Nvidia desmente reportagem sobre lançamento de chip de IA na China

Nvidia desmente reportagem sobre lançamento de chip de IA na China
Imagem gerada com IA

A Nvidia, gigante da tecnologia conhecida por seus processadores gráficos e chips de inteligência artificial (IA), veio a público nesta quinta-feira (20) para refutar uma reportagem do portal The Information. A publicação indicava que a empresa estaria se preparando para enviar um novo chip de IA, desenvolvido especificamente para o mercado chinês, ainda este ano.

Contrariando as informações veiculadas, um porta-voz da companhia declarou à Reuters que a notícia é imprecisa. Segundo a Nvidia, a empresa não tem atualmente vendas de unidades de processamento de linguagem (LPUs) na China e não possui um produto específico desse tipo em seu roteiro de desenvolvimento para o mercado chinês.

Detalhes da reportagem desmentida

A reportagem do The Information, divulgada na mesma quinta-feira, citava dois funcionários da Nvidia que afirmavam que a companhia planejava iniciar as remessas em pequenos lotes de uma nova LPU até o final de 2026. A publicação sugeria ainda que alguns clientes chineses já teriam feito pedidos para o suposto produto.

De acordo com o relato, o chip teria sido desenvolvido com base em tecnologia licenciada da Groq e seria utilizado em conjunto com unidades de processamento gráfico (GPUs) para acelerar a geração de respostas de chatbots de IA. O projeto visava cumprir as rigorosas regras de controle de exportações impostas pelos Estados Unidos, uma estratégia que se tornou necessária após as restrições tornarem o sistema de IA Vera Rubin, da Nvidia, indisponível para o mercado chinês.

Estratégias da Nvidia para o mercado chinês

A Nvidia tem buscado ativamente alternativas para manter sua presença e atender clientes na China, um mercado crucial para a empresa, em meio às crescentes restrições impostas pelo governo dos Estados Unidos à exportação de chips avançados de IA para o país asiático.

Em maio, Washington autorizou a venda dos chips de IA H200 da Nvidia para um grupo seleto de empresas chinesas, incluindo gigantes como Alibaba, Tencent e ByteDance.

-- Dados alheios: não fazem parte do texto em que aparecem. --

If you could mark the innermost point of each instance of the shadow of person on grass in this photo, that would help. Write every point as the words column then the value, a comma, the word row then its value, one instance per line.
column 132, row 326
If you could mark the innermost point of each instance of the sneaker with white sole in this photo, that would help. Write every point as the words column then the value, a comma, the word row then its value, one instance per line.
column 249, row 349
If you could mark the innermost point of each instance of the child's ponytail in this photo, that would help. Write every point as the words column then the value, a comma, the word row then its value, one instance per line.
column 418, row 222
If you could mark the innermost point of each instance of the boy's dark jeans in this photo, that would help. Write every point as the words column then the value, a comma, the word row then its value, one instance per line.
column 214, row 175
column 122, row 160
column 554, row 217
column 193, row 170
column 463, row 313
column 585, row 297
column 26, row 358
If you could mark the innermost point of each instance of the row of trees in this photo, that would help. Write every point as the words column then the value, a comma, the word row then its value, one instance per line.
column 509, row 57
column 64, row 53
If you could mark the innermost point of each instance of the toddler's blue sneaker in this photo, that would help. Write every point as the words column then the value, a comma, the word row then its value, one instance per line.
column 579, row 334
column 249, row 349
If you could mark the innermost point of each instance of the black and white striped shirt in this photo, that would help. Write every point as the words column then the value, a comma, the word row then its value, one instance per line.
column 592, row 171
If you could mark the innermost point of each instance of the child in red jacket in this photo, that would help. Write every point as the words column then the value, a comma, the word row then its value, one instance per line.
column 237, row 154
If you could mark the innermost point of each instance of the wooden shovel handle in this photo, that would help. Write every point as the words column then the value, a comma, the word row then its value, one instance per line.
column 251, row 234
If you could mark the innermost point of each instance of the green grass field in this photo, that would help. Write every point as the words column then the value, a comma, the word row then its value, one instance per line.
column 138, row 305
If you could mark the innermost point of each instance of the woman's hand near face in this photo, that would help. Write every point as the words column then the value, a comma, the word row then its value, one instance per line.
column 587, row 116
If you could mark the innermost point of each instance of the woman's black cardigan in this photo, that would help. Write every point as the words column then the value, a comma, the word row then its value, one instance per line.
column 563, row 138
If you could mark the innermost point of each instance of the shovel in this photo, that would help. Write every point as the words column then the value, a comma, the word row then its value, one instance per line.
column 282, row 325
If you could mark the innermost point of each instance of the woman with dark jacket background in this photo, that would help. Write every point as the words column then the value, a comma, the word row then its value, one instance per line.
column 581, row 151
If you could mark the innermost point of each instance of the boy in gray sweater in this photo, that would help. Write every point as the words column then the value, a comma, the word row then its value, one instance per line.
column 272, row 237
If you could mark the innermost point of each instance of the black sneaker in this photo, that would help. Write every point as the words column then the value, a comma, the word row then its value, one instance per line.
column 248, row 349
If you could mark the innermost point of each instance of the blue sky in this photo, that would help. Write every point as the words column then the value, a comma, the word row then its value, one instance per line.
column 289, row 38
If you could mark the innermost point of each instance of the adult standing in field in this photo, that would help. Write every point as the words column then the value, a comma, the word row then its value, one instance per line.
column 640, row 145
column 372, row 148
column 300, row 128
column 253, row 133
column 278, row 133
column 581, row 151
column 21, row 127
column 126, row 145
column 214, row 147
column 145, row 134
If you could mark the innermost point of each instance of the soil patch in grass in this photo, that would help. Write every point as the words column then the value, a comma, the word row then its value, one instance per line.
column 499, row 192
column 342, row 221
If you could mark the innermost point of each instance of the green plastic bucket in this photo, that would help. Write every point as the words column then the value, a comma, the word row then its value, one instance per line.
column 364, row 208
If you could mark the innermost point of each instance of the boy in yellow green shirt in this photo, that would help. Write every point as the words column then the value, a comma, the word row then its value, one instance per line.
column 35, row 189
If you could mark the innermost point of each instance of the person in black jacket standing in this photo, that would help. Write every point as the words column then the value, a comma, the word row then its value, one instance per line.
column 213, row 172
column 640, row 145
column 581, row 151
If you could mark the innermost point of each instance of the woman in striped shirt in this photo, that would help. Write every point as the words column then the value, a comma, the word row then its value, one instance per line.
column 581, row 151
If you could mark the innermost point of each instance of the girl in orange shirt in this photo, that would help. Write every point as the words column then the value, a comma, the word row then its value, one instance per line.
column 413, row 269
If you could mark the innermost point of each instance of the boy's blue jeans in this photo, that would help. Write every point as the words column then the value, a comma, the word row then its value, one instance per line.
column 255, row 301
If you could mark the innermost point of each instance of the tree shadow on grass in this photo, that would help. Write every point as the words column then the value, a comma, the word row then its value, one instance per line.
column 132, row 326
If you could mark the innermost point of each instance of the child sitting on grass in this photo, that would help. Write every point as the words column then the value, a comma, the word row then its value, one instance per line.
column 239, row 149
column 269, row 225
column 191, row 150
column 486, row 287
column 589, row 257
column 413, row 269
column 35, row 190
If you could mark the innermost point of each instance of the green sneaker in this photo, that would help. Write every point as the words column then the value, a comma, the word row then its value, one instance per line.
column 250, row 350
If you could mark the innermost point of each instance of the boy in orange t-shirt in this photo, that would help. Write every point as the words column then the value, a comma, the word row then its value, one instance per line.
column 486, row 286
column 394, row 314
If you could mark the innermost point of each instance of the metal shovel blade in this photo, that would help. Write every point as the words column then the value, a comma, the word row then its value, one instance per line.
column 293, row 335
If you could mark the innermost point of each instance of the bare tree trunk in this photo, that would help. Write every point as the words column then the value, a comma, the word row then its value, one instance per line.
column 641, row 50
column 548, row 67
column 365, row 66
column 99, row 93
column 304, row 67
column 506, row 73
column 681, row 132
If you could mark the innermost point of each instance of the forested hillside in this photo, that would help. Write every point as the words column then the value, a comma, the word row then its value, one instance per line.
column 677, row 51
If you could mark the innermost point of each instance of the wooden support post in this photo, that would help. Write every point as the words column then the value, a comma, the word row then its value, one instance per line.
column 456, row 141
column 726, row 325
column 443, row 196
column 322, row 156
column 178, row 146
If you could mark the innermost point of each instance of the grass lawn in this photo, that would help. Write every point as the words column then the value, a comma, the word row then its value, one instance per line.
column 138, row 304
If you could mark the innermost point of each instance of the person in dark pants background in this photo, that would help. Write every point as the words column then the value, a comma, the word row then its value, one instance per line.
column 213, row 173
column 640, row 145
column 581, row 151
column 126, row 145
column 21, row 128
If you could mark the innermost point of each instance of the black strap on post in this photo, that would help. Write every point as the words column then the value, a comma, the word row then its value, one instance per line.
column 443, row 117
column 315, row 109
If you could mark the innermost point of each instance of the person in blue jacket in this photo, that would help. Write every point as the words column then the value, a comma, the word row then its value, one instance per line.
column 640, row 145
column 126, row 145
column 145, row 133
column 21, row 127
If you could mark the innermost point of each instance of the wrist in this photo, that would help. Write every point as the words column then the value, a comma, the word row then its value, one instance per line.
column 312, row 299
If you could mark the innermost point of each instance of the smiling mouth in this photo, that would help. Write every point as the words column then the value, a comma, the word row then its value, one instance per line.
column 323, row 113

As primeiras entregas desses chips começaram recentemente, com pequenos lotes já chegando à China continental, conforme noticiado pela Reuters na quarta-feira (19), citando informações do Financial Times.

Além disso, a Nvidia tem promovido sua CPU Vera junto a clientes chineses, demonstrando um esforço contínuo para adaptar seus produtos e estratégias às complexas dinâmicas geopolíticas. A própria empresa já havia trabalhado em versões de seus chips adaptadas às regras americanas para permitir vendas à China, ajustando o design para evitar violações das normas de exportação dos EUA.

Cenário de restrições e concorrência

Apesar de todos os esforços para manter os negócios no país, o CEO da Nvidia, Jensen Huang, admitiu em maio que a companhia havia, “em grande parte, cedido” o mercado chinês de chips de IA à Huawei, sua principal concorrente doméstica. Essa declaração sublinha a dificuldade de navegar na disputa tecnológica entre Washington e Pequim, que tem limitado o acesso das empresas chinesas aos processadores mais avançados desenvolvidos nos Estados Unidos.

O mercado chinês é de suma importância para a Nvidia, e as restrições impostas pelos EUA representam um desafio significativo para a manutenção de sua participação. A situação reflete um cenário global de alta complexidade para as empresas de tecnologia, que precisam equilibrar inovação, estratégia de mercado e conformidade com regulamentações internacionais. O Rio das Ostras Jornal acompanha os desdobramentos desse cenário que impacta o setor de tecnologia globalmente.